I dream of a place where gays can marry legally, because religion will GET THE FUCK OUT of our goddamned government!
I have a dream. Where little black boys and girls and little white boys will be able to hold hands as brothers and sisters! Oh wait, that’s MLK Jr.’s dream…..well, it came true for him. So maybe my dreams can come true, too? I am not comparing myself to this great man, but in a way I am. He is a human being, just like me. He had a dream and inspired others to change. I don’t know if I could stand in front of all those people and speak as eloquently as he did……but anything is possible. Granted, he died for his greatness. I am more interested in being here for my kids than inspiring greatness. In a way, MLK Jr. is more accurate as our savior than Jesus was……cause MLK Jr.? He really DID die for our sins. If humankind would have seen black people as equal in the beginning, MLK Jr. would have had nothing to preach against. But Jesus, on the other hand, died because of blasphemy, saying he WAS God, that we all were (again, read those parts that didn’t quite make it into the Bible, you’ll see what I’m talk about).
At least Paganism isn’t in our government. Otherwise it would be mandatory to howl at the full moon after pledging allegiance to the flag to the republic for which it stands, and casual Fridays would take on a WHOLE new meaning. BUT at least gays could marry! Hey, maybe it would be better to spread Paganism across the US…hmmmmmm….maybe I could conquer Texas and California. I could tell them all “Become Pagan or else you will be fed to the crocodiles!” Then we could bring back the Colosseum and throw sociopaths and CEO’s into the pit with the crocs!!

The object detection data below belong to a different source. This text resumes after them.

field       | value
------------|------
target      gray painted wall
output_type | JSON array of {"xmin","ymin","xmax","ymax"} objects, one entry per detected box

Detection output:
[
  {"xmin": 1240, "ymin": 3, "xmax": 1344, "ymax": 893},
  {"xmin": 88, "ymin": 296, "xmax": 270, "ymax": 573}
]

Here will be the first man to go in the pit:
He happens to be both sociopath AND a CEO! (as most are, btw)
Even though I am not really a Pagan, I think making him perform the Great Rite (FOR REAL, not that symbolic shit) with every single fat woman (and man….including sumos) on Earth will suffice. And THEN let the crocs at him!
Now, just to find fat people that would actually fuck Mr. Jeffries……cause that bitch? He’s ugly as sin!!
If he wins against the crocs? He will be forced into servitude as my lackey and only allowed to wear a loincloth. Oh wait, ick!!! I don’t want to see that. NO NO no…he will be forced to wear a head-to-toe get-up like this:
Cause nobody wants to see Mr. Jeffries, not actually…..
To Mrs. Jeffries: You’re welcome.
See?? We can make a brand new world where we can incorporate all religions, together, in one cohesive way! BUT in a better way, cause the people that actually would deserve these things would be the ones getting them, not the innocent normal people. Like us “fatties”.
Oh and Pagans? They be FAAAAAT. So I am sure I’d get their support in this!! Not be an asshole or anything, but according to the statistics in my head, 90% of Pagans are overweight. You can quote me on that.
And Mr. Jeffries? The Pagans would be happy to throw you in the croc pit.
Okay, I am done here. I bashed Christians, now I had to bash the Pagans. Sorry. (read: no I’m not)
Its just that its still an organized religion with rules and regulations.
And like I said before: I prefer my connection to God, wholesale only please. No middle man with his man-made BS rules. Even if they are quirky and different than the rest.
I am going to take my chubby, “middler”, smart ass outta here now. And go start digging my croc pit.